Unfortunately, it's a dumber problem than that. Neural nets can pick up a lot of very surprising things from their source data. StableDiffusion can pick up artists and connotations that aren't obvious from its input data, and GPT is starting to 'learn' some limited math despite not being taught what the underlying mathematical symbols are (albeit with some often-sharp limitations). GPT does actually have a near-encyclopedic knowledge of IPA pronunciation, and you can easily prompt it to rewrite whole sentences in phonetic pronunciation. And we're not talking a situation where these programs try to do something rhyme-like and fail, like match up words with large number of letter overlaps without understanding pronunciation. Indeed, one of the limited ways people have successfully gotten rhymes out of it have involved prompting it to explain the pronunciation first. (Though not that this runs into and very quickly fills up the available Attention.) Instead, GPT and GPT-like approaches struggle to rhyme even when trained on a corpus of poetry or limericks: the information is in the training data, it's just inaccessible at the scope the model is working at : either it does transparent copy or it doesn't get very close.

Gwern makes the credible argument that (at least part of) GPT's problem is that it works in fairly weird byte-pair encodings to avoid hitting some of those massively diminishing returns as early as had it been trained on phonetic or character-level minimum units, but at the cost of completely eliminating the ability to handle or even examine certain sub-encoding concepts. It's possible that we'll eventually get enough input data and parameters to just break these limits from an unintuitive angle, but the split from how we suspect human brains handle things may just mean that this scope of BPEs cause bad results in this field and a better work-around needs to be designed (at least where you need these concepts to be examined).

((Other tools using a similar tokenizer have similar constraints.))

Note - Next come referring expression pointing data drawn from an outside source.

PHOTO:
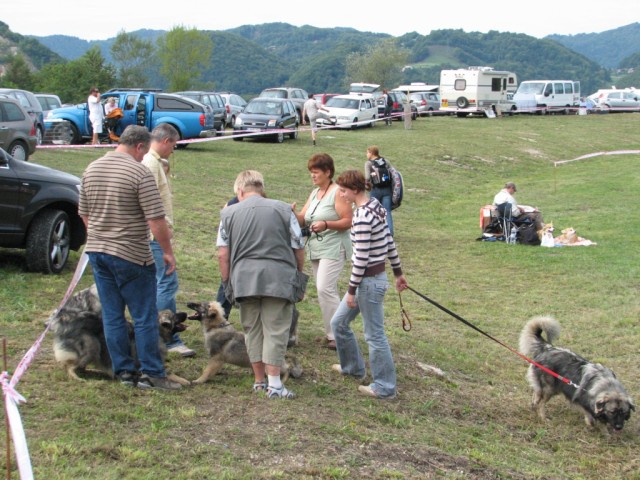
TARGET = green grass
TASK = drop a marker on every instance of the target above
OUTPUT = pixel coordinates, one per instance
(477, 426)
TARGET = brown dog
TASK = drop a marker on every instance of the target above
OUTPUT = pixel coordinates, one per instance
(224, 344)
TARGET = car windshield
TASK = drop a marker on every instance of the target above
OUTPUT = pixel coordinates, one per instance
(274, 94)
(264, 108)
(336, 102)
(534, 87)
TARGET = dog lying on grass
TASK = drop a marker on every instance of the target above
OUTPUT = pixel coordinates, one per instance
(600, 394)
(226, 345)
(79, 335)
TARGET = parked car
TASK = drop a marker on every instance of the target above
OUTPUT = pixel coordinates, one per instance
(297, 95)
(427, 103)
(48, 102)
(17, 130)
(215, 104)
(265, 114)
(616, 100)
(43, 218)
(142, 107)
(234, 105)
(351, 111)
(31, 104)
(397, 110)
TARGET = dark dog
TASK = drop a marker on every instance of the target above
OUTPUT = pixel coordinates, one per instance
(224, 344)
(79, 335)
(600, 394)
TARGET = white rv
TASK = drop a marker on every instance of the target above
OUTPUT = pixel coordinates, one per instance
(545, 96)
(477, 90)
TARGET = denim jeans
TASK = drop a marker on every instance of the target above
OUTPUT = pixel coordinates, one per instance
(383, 195)
(370, 299)
(123, 284)
(167, 287)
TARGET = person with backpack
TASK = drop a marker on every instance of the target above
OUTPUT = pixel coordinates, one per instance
(376, 171)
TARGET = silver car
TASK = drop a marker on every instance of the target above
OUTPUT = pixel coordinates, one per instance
(17, 129)
(427, 103)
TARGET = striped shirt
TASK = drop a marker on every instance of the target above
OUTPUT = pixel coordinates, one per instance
(372, 242)
(119, 195)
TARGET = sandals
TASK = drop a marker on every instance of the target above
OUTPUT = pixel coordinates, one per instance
(259, 387)
(280, 393)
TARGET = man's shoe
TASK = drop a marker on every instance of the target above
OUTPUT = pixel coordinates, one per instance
(127, 378)
(157, 383)
(182, 349)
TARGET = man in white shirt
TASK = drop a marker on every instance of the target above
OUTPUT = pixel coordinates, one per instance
(96, 114)
(518, 212)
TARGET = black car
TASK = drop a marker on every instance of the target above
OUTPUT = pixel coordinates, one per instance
(39, 213)
(397, 109)
(265, 114)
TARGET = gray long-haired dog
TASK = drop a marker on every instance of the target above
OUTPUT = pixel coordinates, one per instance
(600, 394)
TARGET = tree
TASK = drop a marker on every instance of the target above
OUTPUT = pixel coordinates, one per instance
(18, 74)
(132, 56)
(72, 80)
(381, 63)
(184, 54)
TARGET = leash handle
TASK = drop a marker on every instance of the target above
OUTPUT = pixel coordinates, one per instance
(406, 321)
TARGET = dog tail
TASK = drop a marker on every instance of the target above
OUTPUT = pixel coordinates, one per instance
(531, 340)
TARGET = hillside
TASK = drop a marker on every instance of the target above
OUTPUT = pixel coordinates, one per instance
(606, 48)
(249, 58)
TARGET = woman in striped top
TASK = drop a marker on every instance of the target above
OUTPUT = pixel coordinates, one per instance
(372, 245)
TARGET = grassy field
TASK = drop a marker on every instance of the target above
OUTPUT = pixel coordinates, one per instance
(478, 425)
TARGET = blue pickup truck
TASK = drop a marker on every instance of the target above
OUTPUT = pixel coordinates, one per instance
(143, 107)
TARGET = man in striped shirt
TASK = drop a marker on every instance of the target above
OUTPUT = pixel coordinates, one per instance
(119, 203)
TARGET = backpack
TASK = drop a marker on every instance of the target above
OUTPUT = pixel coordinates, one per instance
(397, 187)
(380, 175)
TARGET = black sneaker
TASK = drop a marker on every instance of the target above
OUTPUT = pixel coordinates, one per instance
(127, 378)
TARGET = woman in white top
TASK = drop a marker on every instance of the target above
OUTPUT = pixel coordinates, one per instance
(328, 218)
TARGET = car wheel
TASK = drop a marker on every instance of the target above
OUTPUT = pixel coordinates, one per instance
(48, 242)
(462, 102)
(19, 151)
(76, 139)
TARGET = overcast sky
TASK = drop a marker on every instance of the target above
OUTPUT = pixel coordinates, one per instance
(103, 20)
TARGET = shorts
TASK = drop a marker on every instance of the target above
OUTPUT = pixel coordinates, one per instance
(96, 125)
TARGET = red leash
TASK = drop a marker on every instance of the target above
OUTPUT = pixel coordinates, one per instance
(469, 324)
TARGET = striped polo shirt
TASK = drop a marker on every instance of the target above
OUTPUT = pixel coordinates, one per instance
(118, 195)
(372, 242)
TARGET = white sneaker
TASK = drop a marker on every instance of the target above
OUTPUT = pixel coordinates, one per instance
(182, 350)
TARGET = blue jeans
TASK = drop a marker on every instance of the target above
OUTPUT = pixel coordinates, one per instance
(167, 287)
(370, 299)
(383, 195)
(125, 284)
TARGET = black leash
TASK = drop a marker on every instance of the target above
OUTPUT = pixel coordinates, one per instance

How does this work? My understanding was that the only "learning" that took place is when the model is trained on the dataset (which is done only once, requiring a huge amount of computational resources), and any subsequent usage of the model has no effect on the training.

I'm far from an expert here.

If they want to make the AI 'smarter' at the cost of longer/more expensive training, they can add parameters (i.e. variables that the AI considers when interpreting an input and translating it into an output), and more data to train on to better refine said parameters. Very roughly speaking, this is the difference between training the AI to recognize colors in terms of 'only' the seven colors of the rainbow vs. the full palette of Crayola crayons vs. at the extreme end the exact electromagnetic frequency of every single shade and brightness of visible light.

My vague understanding is that the current models are closer to the crayola crayons than to the full electromagnetic frequency.

Tweaking an existing model can also achieve improvements, think in terms of GANs.

If the AI produces an output and receives feedback from a human or another AI as to how well the output satisfices the input, and is allowed to update its own internals based on this feedback, it will become better able to produce outputs that match the inputs.

This is how a model can get refined without needing to completely retrain it from scratch.

Although with diffusion models like DallE, outputs can also be improved by letting the model take more 'steps' (i.e. run it through the model again and again) to refine the output as far as it can.

As far as I know there's very little benefit to manually tweaking the models once they're trained, other than to e.g. implement a NSFW filter or something.

And as we produce and concentrate more computational power, it becomes more and more feasible to use larger and larger models for more tasks.